Regarding Frequency of Use, the platform's value is realized through the daily adoption of these OTB best practices, which standardizes digital transformation across the enterprise. The integration of the CMDB with the Service Operations Workspace, supported by SLA Dashboards that track Service Level Objectives (SLOs) and Service Level Indicators (SLIs), ensures that the platform remains the most robust solution for managing the entire lifecycle of a service from design to retirement.
In summary, ServiceNow ITSM excels by centralizing the CMDB as the platform's core, enabling a seamless transition from Level 1 triage to Level 3 expert resolution through automated On-Call Scheduling and Now Assist Generative AI. By leveraging the Better Together synergy of ITSM and ITOM, robust Integration Hub spokes for Dynatrace and Terraform, and the ServiceNow Impact support framework, the platform ensures high ROI, enterprise scale, and consistent SLA attainment while delivering a world-class service practice supported by a comprehensive Onboarding ecosystem. Review collected by and hosted on G2.com.
What do you dislike about ServiceNow IT Service Management?
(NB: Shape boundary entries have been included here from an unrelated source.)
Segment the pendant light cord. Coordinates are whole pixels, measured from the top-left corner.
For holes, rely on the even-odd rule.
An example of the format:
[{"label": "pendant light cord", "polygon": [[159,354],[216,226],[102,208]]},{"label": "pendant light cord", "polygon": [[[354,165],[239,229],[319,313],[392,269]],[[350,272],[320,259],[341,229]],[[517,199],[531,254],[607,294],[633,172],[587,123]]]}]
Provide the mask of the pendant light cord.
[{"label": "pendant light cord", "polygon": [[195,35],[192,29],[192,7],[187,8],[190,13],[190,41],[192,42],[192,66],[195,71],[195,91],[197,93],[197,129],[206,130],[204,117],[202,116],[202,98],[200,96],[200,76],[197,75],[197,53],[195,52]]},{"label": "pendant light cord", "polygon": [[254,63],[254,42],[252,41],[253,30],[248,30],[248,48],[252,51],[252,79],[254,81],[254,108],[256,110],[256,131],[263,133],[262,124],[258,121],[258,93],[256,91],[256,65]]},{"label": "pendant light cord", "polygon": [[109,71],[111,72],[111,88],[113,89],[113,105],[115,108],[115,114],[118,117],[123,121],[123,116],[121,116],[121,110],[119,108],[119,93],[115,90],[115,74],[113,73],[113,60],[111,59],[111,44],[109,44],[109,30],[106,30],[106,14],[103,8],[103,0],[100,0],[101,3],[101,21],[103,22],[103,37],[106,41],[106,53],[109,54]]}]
While ServiceNow ITSM is a powerhouse of capability, the primary challenge regarding Ease of Use is that it is not a "common" tool in the traditional sense; rather, it is a platform designed to bring a specific Service Management practice to life. For experienced ITSM end users, the transition requires more than just learning a new interface; it requires the adoption of a new operational philosophy centered on the Common Service Data Model (CSDM). This shift often creates a steep learning curve because the UI/UX complexity of the backend management demands a high level of data discipline that legacy tools rarely enforced.
Regarding Frequency of Use, the platform’s value is directly tied to a daily familiarity with Out of the Box (OTB) best practices. Because ServiceNow is bringing in an entirely new operational practice rather than just replacing a tool, high frequency of use is required for staff to adopt the necessary data discipline.
However, this familiarity can only be achieved if the Ease of Implementation is addressed through expert governance.
The existence of a Certified Technical Architect (CTA) is absolutely necessary to act as a platform lighthouse. The platform’s greatest strength is its ability to scale, but this is only achievable if the organization treats the implementation as a practice led transformation rather than a simple software deployment. Without a CTA to ensure that OTB best practices are implemented from day one, the CMDB which should be the heart of the platform quickly becomes a cluttered repository of incomplete data.
This lack of architectural leadership undermines the practice and makes it difficult for Level 1 or Level 2 agents to perform effective triage, regardless of the Frequency of Use. Without enforced discipline and expert governance, organizations fall into the trap of over customization, creating a technical debt that complicates the Onboarding of new staff who struggle to find a single source of truth. Ultimately, the ROI is heavily dependent on this initial investment in human capital and architectural integrity to prevent the instance from becoming a complex, unmanaged black box. Review collected by and hosted on G2.com.